Renaming columns with Apache Spark (PySpark)

Introduction

In this post, you will learn how to rename columns of a Dataframe with PySpark.

Learn How to Read and Write CSV Files with Apache Spark.

In this post, we will cover reading and writing csv files with Apace Spark (PySpark)

Code so far to follow along

from pyspark.sql.types import StructType, StructField, DateType, IntegerType, DoubleType
from pyspark.sql.functions import *

url = 'https://raw.githubusercontent.com/adamrichardson14/PySpark-Tutorial/main/sales.csv'
from pyspark import SparkFiles

spark.sparkContext.addFile(url)


schema = StructType(
    [
        StructField("date", DateType(), True),
        StructField("est_ref", IntegerType(), True),
        StructField("capacity", IntegerType(), True),
        StructField("occupancy", DoubleType(), True),
        StructField("rooms_sold", IntegerType(), True),
        StructField("avg_rate_paid", DoubleType(), True),
        StructField("sales_value", DoubleType(), True),
    ]
)

path  = SparkFiles.get('sales.csv')

# I need to append "file://" as I'm using Databricks.
# If you are doing this locally, just use the path and delete "file://" +

raw = spark.read.csv("file://" + path,
    header=True,
    schema=schema,
)

raw = raw.withColumnRenamed("est_ref", "EstKey")

Renaming a single column

Let’s take a look at how we can rename a single column with PySpark. We’re going to change the est_ref column to EstKey

raw = raw.withColumnRenamed("est_ref", "EstKey")

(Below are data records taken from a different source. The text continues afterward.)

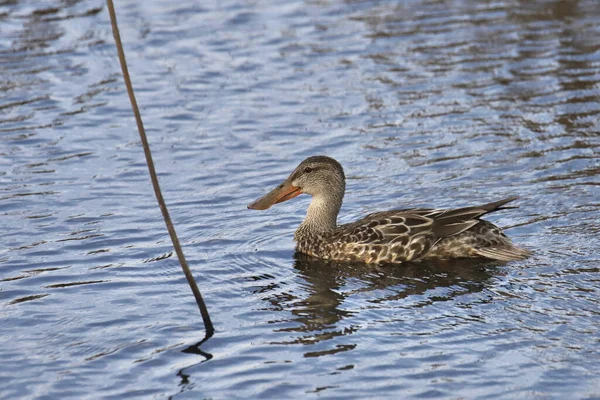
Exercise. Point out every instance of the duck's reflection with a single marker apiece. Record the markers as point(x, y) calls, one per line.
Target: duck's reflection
point(320, 313)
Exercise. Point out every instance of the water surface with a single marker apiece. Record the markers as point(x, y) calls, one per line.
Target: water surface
point(425, 103)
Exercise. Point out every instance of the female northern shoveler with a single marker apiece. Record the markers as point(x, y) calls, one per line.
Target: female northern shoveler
point(389, 236)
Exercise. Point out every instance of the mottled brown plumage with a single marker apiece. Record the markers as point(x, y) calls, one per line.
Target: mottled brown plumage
point(389, 236)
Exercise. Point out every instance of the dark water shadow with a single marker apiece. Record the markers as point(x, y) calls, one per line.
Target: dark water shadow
point(328, 284)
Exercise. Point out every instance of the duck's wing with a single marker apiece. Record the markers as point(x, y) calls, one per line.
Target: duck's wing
point(425, 225)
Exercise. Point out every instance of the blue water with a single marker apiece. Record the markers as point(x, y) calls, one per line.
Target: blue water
point(425, 103)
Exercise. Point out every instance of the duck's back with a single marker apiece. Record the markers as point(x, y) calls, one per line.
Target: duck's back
point(418, 234)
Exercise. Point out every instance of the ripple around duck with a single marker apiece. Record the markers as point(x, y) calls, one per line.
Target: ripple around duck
point(425, 104)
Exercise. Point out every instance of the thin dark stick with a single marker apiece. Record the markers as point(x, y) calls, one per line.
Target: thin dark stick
point(161, 202)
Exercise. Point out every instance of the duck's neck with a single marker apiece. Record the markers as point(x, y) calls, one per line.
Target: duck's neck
point(321, 216)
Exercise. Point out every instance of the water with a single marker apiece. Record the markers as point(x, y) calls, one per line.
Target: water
point(425, 103)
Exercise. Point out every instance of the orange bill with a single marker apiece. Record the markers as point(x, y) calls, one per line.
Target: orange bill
point(281, 193)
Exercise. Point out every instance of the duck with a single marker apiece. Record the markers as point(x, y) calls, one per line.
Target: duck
point(386, 237)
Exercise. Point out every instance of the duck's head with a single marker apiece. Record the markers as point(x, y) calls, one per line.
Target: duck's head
point(319, 176)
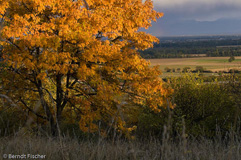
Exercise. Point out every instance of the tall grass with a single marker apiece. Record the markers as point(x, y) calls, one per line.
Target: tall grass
point(66, 148)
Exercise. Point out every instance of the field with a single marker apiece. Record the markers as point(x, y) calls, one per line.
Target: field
point(209, 63)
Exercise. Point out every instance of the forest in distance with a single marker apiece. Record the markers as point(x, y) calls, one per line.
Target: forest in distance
point(195, 46)
point(78, 81)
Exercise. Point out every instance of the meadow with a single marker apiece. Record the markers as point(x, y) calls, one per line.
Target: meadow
point(213, 64)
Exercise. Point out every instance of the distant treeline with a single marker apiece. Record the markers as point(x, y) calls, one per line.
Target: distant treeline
point(183, 48)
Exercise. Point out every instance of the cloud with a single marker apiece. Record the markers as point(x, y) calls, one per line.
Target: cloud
point(200, 10)
point(196, 3)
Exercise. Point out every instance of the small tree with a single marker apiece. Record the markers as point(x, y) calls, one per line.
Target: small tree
point(167, 69)
point(186, 69)
point(200, 69)
point(231, 59)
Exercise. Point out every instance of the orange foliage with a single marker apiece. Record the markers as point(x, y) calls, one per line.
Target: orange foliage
point(80, 58)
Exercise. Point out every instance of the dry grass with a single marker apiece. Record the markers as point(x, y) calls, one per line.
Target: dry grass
point(73, 149)
point(210, 63)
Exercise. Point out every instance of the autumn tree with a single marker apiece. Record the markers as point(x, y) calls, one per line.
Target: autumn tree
point(79, 59)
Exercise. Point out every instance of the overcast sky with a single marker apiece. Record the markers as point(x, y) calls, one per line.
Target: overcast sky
point(197, 17)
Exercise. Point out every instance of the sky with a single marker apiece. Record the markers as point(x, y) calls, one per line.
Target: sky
point(197, 17)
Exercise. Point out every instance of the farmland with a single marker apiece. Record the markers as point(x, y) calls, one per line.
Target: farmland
point(213, 64)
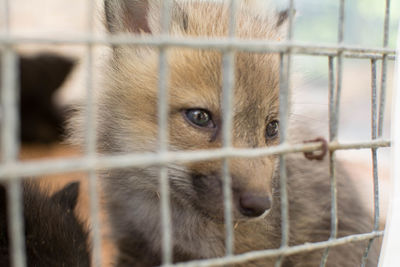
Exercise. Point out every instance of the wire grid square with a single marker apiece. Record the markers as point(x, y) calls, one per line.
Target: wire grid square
point(11, 169)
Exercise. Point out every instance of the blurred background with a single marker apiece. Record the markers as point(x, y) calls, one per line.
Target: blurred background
point(316, 22)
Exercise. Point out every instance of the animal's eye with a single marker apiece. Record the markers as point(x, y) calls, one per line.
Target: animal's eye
point(199, 117)
point(272, 130)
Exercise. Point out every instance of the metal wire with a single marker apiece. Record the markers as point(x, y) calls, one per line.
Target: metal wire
point(66, 165)
point(163, 135)
point(90, 141)
point(228, 85)
point(11, 169)
point(10, 144)
point(334, 107)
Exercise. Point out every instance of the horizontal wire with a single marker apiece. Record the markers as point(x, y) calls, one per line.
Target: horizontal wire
point(203, 43)
point(33, 168)
point(307, 247)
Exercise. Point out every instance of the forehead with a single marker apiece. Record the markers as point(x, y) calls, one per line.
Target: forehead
point(196, 79)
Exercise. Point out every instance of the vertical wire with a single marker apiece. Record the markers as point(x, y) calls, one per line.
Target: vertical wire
point(91, 140)
point(334, 108)
point(163, 136)
point(10, 149)
point(228, 85)
point(10, 144)
point(374, 133)
point(5, 14)
point(284, 92)
point(384, 71)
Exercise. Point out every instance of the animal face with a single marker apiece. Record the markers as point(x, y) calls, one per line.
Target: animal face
point(128, 117)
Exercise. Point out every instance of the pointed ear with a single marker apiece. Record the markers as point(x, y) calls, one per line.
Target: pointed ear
point(67, 197)
point(127, 15)
point(283, 17)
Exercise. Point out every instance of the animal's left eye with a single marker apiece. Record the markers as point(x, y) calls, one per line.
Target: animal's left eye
point(272, 130)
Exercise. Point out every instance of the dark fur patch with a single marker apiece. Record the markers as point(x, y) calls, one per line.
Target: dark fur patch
point(53, 234)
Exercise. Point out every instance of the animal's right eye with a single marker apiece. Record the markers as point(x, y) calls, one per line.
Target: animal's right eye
point(199, 117)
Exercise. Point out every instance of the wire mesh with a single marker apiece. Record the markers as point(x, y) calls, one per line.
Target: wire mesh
point(11, 168)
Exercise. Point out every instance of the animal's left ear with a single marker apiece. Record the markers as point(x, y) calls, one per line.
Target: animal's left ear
point(67, 197)
point(283, 17)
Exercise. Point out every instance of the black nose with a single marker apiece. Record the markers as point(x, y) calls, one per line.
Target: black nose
point(252, 205)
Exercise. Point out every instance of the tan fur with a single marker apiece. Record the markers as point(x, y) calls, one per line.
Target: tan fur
point(127, 120)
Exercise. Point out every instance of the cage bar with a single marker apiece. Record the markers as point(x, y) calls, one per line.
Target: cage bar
point(90, 143)
point(9, 151)
point(11, 170)
point(163, 136)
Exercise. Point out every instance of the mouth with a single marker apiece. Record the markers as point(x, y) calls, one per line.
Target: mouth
point(209, 200)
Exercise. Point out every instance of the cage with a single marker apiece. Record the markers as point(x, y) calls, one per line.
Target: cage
point(334, 52)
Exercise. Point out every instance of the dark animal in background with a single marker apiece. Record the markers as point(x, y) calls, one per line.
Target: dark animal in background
point(53, 234)
point(40, 77)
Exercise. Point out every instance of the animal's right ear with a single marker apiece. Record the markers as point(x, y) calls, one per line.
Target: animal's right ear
point(127, 15)
point(67, 197)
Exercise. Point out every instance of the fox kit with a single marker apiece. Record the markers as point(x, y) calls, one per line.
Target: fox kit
point(53, 234)
point(127, 121)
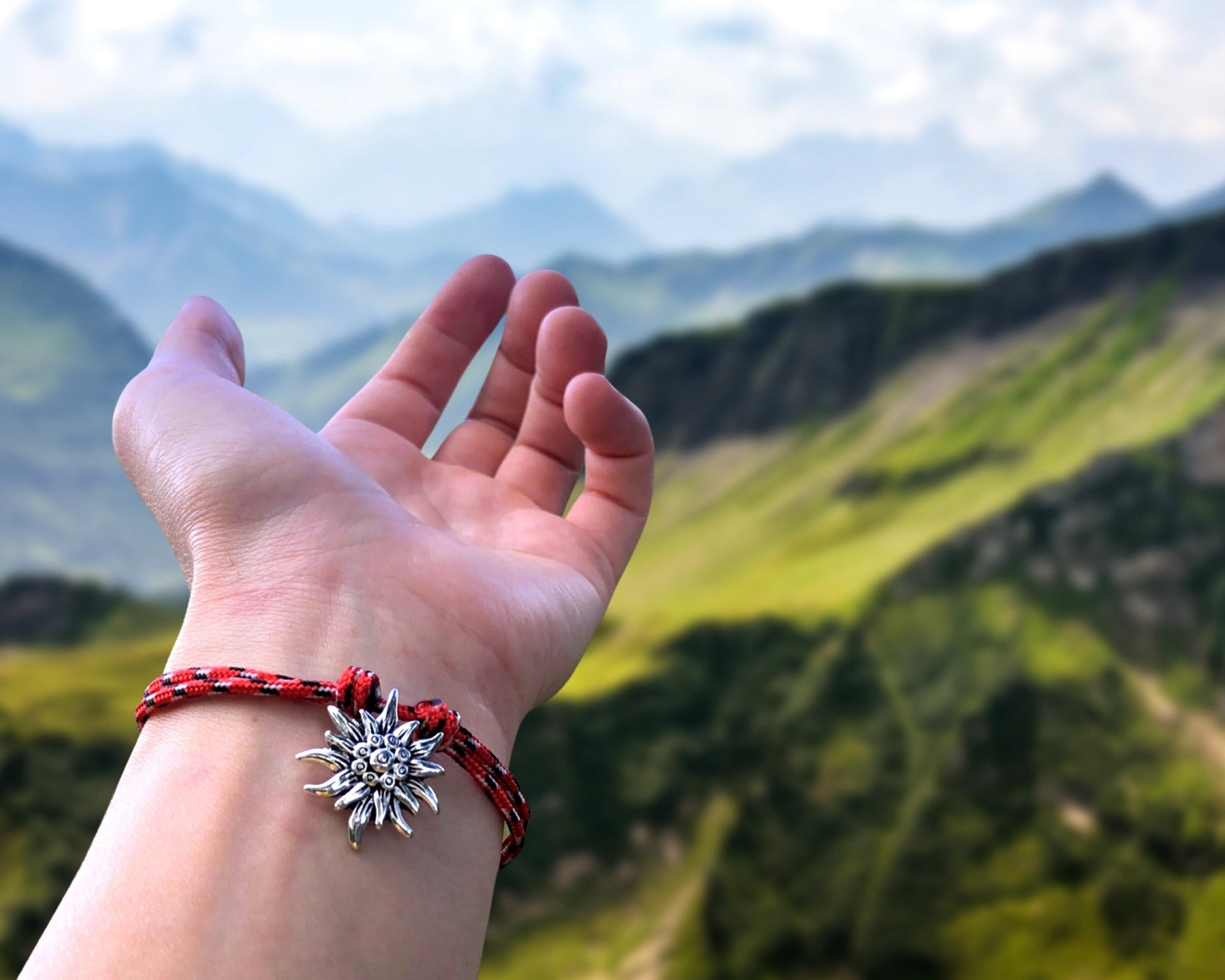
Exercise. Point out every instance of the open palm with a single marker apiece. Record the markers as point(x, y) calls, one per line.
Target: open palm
point(463, 558)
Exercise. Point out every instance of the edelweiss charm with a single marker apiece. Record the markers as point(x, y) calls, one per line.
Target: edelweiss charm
point(379, 767)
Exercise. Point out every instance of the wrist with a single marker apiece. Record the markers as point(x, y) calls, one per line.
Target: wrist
point(317, 635)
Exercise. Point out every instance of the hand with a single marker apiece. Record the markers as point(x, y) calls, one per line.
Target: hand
point(453, 577)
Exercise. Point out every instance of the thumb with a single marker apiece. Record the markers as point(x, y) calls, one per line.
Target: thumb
point(161, 407)
point(205, 337)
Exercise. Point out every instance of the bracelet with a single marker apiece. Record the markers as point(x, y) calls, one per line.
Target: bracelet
point(380, 752)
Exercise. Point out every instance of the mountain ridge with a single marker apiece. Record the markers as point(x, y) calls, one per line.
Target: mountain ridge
point(848, 336)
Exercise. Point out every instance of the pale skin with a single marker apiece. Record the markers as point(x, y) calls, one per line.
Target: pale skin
point(461, 576)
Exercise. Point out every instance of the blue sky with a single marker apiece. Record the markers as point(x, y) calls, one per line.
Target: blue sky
point(402, 111)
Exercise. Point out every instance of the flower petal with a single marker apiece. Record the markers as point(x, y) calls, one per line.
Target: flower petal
point(348, 728)
point(334, 761)
point(388, 717)
point(426, 793)
point(397, 819)
point(334, 787)
point(358, 793)
point(406, 731)
point(358, 821)
point(340, 743)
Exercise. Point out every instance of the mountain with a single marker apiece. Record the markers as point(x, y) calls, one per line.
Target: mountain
point(526, 227)
point(920, 686)
point(150, 232)
point(915, 674)
point(151, 229)
point(932, 177)
point(65, 504)
point(637, 299)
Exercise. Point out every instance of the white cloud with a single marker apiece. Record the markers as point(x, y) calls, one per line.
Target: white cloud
point(728, 79)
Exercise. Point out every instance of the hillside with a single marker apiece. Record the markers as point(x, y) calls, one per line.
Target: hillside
point(906, 680)
point(65, 504)
point(636, 299)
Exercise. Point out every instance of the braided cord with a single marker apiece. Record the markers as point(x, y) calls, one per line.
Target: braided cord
point(354, 690)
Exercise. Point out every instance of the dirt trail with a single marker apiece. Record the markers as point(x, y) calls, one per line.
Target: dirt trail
point(1201, 731)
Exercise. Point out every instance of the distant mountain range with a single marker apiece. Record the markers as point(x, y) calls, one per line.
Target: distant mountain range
point(65, 502)
point(524, 227)
point(150, 230)
point(640, 299)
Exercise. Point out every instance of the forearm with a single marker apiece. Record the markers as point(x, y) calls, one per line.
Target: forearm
point(212, 859)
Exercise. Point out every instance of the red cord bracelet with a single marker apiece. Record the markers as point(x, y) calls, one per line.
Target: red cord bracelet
point(380, 750)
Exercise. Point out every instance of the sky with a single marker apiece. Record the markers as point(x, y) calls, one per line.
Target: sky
point(398, 112)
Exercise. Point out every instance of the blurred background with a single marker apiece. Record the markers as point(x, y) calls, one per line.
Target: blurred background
point(920, 669)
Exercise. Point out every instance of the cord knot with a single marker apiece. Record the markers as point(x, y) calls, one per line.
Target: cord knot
point(358, 689)
point(435, 717)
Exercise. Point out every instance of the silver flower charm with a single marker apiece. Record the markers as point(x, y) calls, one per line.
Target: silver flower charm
point(380, 767)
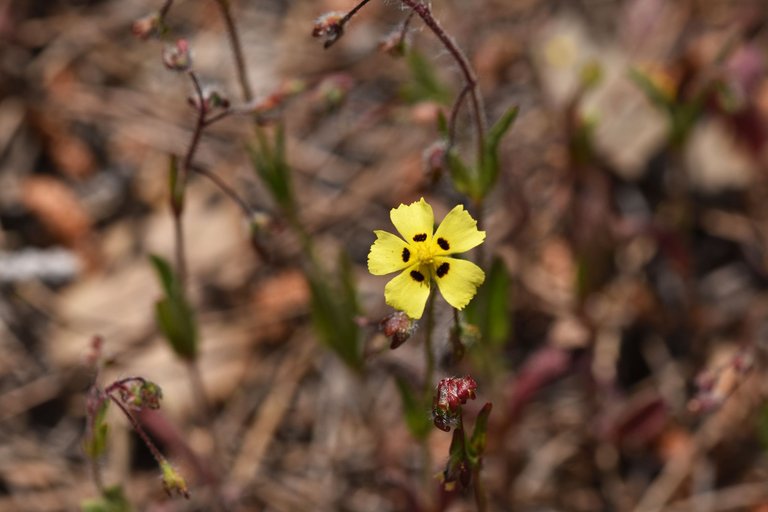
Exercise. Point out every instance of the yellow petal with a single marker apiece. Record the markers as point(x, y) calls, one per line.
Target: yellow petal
point(415, 221)
point(408, 292)
point(388, 254)
point(457, 280)
point(457, 233)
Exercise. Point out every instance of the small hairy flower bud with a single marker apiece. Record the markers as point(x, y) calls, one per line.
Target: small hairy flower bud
point(178, 56)
point(393, 44)
point(399, 327)
point(148, 26)
point(329, 26)
point(173, 482)
point(331, 92)
point(142, 394)
point(451, 394)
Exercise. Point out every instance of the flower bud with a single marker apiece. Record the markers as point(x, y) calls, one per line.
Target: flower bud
point(329, 26)
point(148, 26)
point(393, 44)
point(142, 394)
point(212, 99)
point(451, 394)
point(178, 57)
point(332, 90)
point(173, 482)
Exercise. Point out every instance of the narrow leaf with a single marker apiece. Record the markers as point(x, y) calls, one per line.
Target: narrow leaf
point(489, 165)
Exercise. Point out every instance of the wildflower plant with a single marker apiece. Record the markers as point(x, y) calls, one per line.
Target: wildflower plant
point(423, 255)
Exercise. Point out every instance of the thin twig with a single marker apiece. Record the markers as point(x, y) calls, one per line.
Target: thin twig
point(237, 50)
point(181, 183)
point(140, 431)
point(163, 12)
point(351, 13)
point(466, 68)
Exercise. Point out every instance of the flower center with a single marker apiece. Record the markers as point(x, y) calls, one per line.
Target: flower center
point(423, 250)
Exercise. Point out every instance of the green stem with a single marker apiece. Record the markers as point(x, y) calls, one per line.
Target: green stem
point(429, 355)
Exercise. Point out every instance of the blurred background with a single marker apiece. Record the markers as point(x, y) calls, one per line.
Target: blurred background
point(621, 334)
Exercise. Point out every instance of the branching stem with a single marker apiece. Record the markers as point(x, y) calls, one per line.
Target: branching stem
point(237, 49)
point(466, 69)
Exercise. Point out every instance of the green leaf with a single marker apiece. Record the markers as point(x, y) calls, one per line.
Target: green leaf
point(271, 166)
point(111, 500)
point(165, 274)
point(653, 92)
point(334, 307)
point(479, 435)
point(489, 164)
point(174, 316)
point(424, 85)
point(414, 409)
point(490, 308)
point(762, 427)
point(175, 320)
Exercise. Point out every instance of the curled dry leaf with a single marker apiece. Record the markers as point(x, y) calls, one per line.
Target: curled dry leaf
point(57, 208)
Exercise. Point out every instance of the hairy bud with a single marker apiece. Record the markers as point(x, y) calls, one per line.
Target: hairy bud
point(399, 327)
point(451, 394)
point(329, 26)
point(147, 26)
point(178, 56)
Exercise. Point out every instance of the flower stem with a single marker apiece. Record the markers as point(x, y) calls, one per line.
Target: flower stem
point(181, 183)
point(429, 354)
point(237, 49)
point(139, 430)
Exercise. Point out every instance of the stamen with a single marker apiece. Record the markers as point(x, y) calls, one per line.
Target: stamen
point(417, 276)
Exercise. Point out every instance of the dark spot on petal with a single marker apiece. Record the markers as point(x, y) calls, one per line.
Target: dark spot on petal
point(417, 276)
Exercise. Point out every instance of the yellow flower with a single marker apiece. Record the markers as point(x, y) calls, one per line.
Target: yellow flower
point(424, 256)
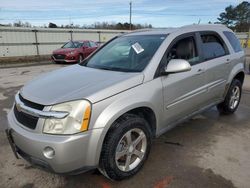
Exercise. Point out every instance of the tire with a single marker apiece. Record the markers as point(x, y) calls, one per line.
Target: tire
point(232, 99)
point(81, 58)
point(118, 159)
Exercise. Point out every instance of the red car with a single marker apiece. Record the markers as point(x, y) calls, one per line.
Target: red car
point(74, 51)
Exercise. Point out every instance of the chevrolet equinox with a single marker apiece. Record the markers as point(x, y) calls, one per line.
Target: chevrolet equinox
point(104, 112)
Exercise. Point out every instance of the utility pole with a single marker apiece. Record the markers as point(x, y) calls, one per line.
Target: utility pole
point(130, 15)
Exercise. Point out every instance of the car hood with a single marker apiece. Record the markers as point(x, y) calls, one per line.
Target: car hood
point(63, 50)
point(78, 82)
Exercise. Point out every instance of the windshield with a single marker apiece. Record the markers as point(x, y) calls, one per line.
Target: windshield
point(127, 53)
point(72, 44)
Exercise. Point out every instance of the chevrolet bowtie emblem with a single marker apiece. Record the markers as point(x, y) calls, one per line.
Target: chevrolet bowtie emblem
point(18, 106)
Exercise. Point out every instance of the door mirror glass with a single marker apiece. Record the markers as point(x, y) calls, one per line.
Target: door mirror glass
point(177, 65)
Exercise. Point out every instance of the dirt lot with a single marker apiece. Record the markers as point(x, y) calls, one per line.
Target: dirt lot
point(208, 151)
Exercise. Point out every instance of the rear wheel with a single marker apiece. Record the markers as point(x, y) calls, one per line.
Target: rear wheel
point(232, 100)
point(125, 148)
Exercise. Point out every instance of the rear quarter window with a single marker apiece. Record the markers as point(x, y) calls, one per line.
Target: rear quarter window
point(233, 41)
point(212, 46)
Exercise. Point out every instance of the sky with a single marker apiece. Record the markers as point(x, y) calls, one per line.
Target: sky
point(159, 13)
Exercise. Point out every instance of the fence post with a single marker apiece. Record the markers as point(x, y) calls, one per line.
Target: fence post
point(71, 35)
point(36, 41)
point(99, 35)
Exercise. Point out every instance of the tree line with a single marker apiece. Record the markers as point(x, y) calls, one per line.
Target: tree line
point(235, 17)
point(96, 25)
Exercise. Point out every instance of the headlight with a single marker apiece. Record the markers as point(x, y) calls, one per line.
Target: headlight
point(77, 120)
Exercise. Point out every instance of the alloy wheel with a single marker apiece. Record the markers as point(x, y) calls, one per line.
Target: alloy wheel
point(131, 150)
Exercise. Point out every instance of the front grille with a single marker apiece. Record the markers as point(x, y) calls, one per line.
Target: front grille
point(59, 56)
point(26, 119)
point(31, 104)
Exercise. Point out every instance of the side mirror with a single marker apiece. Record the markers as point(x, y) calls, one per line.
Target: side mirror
point(176, 66)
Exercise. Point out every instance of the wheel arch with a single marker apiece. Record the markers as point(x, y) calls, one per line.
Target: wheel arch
point(144, 111)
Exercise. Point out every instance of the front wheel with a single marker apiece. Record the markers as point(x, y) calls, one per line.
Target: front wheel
point(232, 99)
point(125, 148)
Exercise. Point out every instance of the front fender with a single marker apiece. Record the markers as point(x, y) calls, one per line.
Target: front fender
point(126, 101)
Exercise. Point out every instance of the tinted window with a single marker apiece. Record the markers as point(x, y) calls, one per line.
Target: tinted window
point(212, 46)
point(233, 41)
point(184, 49)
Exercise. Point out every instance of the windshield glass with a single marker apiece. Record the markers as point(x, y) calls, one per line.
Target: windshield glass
point(71, 44)
point(127, 53)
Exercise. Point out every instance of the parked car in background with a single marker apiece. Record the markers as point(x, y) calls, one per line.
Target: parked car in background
point(133, 89)
point(74, 51)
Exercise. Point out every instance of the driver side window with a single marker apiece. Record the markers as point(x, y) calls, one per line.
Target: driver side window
point(184, 49)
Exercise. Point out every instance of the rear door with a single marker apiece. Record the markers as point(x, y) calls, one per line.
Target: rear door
point(216, 56)
point(183, 92)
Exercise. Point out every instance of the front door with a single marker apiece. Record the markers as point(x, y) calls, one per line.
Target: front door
point(184, 92)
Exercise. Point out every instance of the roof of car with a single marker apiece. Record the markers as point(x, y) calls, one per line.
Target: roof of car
point(194, 27)
point(81, 40)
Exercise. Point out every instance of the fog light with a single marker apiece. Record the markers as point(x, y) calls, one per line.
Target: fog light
point(49, 152)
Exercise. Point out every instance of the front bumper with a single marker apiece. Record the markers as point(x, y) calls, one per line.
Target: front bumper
point(73, 153)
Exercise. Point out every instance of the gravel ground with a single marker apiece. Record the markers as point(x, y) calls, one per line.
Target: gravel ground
point(207, 151)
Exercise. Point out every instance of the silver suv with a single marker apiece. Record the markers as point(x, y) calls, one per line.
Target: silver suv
point(104, 112)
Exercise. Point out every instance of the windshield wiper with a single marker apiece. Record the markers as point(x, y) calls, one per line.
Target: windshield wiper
point(116, 69)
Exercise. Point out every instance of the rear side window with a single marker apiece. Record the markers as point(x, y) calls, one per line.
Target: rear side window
point(184, 49)
point(212, 46)
point(233, 41)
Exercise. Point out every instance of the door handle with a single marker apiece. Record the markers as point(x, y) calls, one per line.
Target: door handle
point(200, 71)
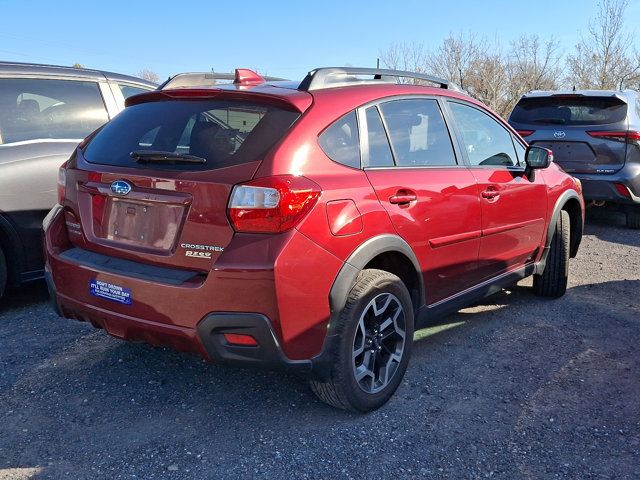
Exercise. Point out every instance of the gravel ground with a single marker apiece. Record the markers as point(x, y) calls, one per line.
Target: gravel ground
point(518, 387)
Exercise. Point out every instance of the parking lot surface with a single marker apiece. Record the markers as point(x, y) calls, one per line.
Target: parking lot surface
point(517, 387)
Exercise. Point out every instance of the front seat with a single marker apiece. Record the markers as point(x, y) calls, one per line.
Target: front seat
point(204, 142)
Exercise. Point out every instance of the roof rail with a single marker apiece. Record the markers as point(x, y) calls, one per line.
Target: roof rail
point(207, 79)
point(344, 76)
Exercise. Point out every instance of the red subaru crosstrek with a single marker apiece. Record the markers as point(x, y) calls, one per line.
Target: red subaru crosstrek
point(310, 225)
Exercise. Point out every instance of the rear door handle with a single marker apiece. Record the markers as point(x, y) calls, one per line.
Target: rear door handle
point(402, 197)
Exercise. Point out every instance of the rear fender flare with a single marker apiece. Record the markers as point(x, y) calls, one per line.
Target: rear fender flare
point(360, 257)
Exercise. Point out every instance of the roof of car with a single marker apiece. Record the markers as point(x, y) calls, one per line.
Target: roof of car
point(33, 69)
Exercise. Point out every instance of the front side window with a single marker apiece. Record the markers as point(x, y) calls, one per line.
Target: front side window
point(130, 90)
point(418, 134)
point(33, 109)
point(485, 140)
point(379, 150)
point(341, 141)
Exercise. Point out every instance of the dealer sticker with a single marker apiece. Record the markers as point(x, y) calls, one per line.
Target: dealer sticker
point(110, 291)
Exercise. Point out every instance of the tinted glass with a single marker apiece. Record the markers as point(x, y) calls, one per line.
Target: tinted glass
point(341, 141)
point(379, 149)
point(32, 109)
point(129, 90)
point(485, 140)
point(569, 111)
point(224, 133)
point(418, 133)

Notice that we are overwriting the original raw dataframe by reassigning the result of withColumnRenamed to a new raw variable, which is returning a new dataframe. We will do this a lot as dataframes are immutable.

Renaming multiple columns

The most common way to rename multiple columns, is simply to chain withColumnRenamed(). Let’s rename some more columns and change the names to follow PascalCase format

raw = (
    raw.withColumnRenamed("est_ref", "EstKey")
    .withColumnRenamed("date", "Date")
    .withColumnRenamed("capacity", "Capacity")
    .withColumnRenamed("occupancy", "Occupancy")
    .withColumnRenamed("rooms_sold", "RoomsSold")
    .withColumnRenamed("avg_rate_paid", "AvgRatePaid")
    .withColumnRenamed("sales_value", "SalesValue")
)

We now have the following

 |-- Date: date (nullable = true)
 |-- EstKey: integer (nullable = true)
 |-- Capacity: integer (nullable = true)
 |-- Occupancy: double (nullable = true)
 |-- RoomsSold: integer (nullable = true)
 |-- AvgRatePaid: double (nullable = true)
 |-- SalesValue: double (nullable = true)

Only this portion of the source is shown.